The real culprit: mixed content
Here is the situation that confuses people most. Your certificate is valid, HTTPS works, and the browser still shows the padlock as broken or missing.
That is mixed content. The page itself loaded over HTTPS, but something on it, an image, a font, an embedded widget, a script, was requested over plain http://. Browsers flag the whole page for it, and they will often block the resource outright, which is why an embed sometimes just vanishes.
What to look for:
- →Images and files linked with an http:// address, especially anything hosted somewhere other than Wix.
- →Embedded third-party widgets such as chat, booking, review or map embeds. Old embed snippets are the usual offenders.
- →Custom code you pasted in that references an http:// URL. If the snippet is old, it probably does.
- →Anything copied from an old site during a migration. Content brings its old links with it.
Fixing mixed content
The fix itself is simple. Find every http:// reference and change it to https://, or re-add the resource so it comes from a source that supports HTTPS.
Your browser tells you exactly where they are. Open the page, open developer tools, and look at the console. Mixed content warnings name the offending URL.
One thing to avoid: protocol-relative URLs, the ones written as //example.com with no http or https. They were a legitimate trick years ago. They are no longer recommended. Just write https:// and be explicit.
The order matters
If you are also working through the rest of your security checks, do them in this order. It is not a style preference, it is how you avoid locking visitors out of your own site.

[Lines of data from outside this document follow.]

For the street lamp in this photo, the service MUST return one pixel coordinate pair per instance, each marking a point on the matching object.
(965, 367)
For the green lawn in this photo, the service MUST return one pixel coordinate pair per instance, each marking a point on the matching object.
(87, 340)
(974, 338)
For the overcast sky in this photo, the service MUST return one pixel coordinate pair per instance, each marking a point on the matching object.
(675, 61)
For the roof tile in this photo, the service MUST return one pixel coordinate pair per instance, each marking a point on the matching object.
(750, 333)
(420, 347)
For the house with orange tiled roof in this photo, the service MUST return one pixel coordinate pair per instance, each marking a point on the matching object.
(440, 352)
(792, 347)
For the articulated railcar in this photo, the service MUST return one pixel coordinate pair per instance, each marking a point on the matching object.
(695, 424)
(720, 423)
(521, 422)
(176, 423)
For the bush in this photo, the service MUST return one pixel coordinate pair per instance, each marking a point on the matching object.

- 1.Certificate first. Make sure it is issued and valid. On Wix this means waiting out the provisioning window.
- 2.Then HTTPS everywhere. Every page loads over HTTPS, and mixed content is gone.
- 3.Then HSTS. This tells browsers to refuse plain HTTP for your domain in future.
A note on HSTS
On Wix, this step is out of your hands and that is mostly good news. At the time of writing Wix sites already respond with HSTS, and you could not change it anyway. See our security headers on Wix page for the full picture, or the HSTS glossary entry for what it does.
While we are here: do not go looking for HSTS preloading. Preload lists require a year-long max-age, includeSubDomains, a valid certificate, an HTTP to HTTPS redirect, and every subdomain on HTTPS. Inclusion cannot easily be undone, and removal takes months to reach people as a browser update. It is not a casual toggle, and on Wix it is not yours to toggle regardless.
Run your site through our free safety check to confirm the fix is live, and see what else a shopper would notice.
Run a free checkFrequently asked questions
Do I need to buy an SSL certificate for my Wix site?
No. Wix provides a free certificate, provisions it automatically and renews it automatically. There is nothing to buy and nothing to renew.
My Wix site says not secure. What do I do?
If you connected the domain recently, wait. Provisioning can take up to 48 hours and a warning during that window is normal. If the certificate is already valid, the cause is almost certainly mixed content, meaning something on the page is loading over http:// instead of https://.
Can I use my own SSL certificate on Wix?
No. Wix does not support third-party certificates. Wix's pages on this are feature-request pages that are still collecting votes, so it is a currently rather than a never, but today the free automatic certificate is the only option.
How do I find what is causing mixed content?
Open the affected page, open your browser developer tools and read the console. Mixed content warnings name the exact URL that loaded over http://. The usual sources are old third-party embeds, images hosted elsewhere, and custom code snippets copied from an old site.
Does my Wix certificate renew automatically?
Yes. Provisioning and renewal are both automatic. This is one area where being on Wix genuinely removes work, since expired certificates are a common failure on self-managed sites.